AUTOMATIC1111 / stable-diffusion-webui

Stable Diffusion web UI
GNU Affero General Public License v3.0
142.5k stars 26.88k forks source link

[Bug]: Multi-GPU Dreambooth Training based on Accelerator does not work! #7843

Closed Dinxin closed 1 year ago

Dinxin commented 1 year ago

Is there an existing issue for this?

What happened?

I used the multi-GPU training function provided by accelerator library to reduce the training time of dreambooth.

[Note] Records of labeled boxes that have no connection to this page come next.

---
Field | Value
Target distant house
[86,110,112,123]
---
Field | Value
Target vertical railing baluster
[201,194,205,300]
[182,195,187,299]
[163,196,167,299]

This is the content of default_config.yaml

commands: null
compute_environment: LOCAL_MACHINE
deepspeed_config: {}
distributed_type: MULTI_GPU
downcast_bf16: 'no'
dynamo_backend: 'NO'
fsdp_config: {}
gpu_ids: 2,3
machine_rank: 0
main_process_ip: null
main_process_port: null
main_training_function: main
megatron_lm_config: {}
mixed_precision: 'no'
num_machines: 1
num_processes: 2
rdzv_backend: static
same_network: true
tpu_name: null
tpu_zone: null
use_cpu: false

Actually, I want to use two of four GPUs available (gpu_ids=2,3) to conduct the training.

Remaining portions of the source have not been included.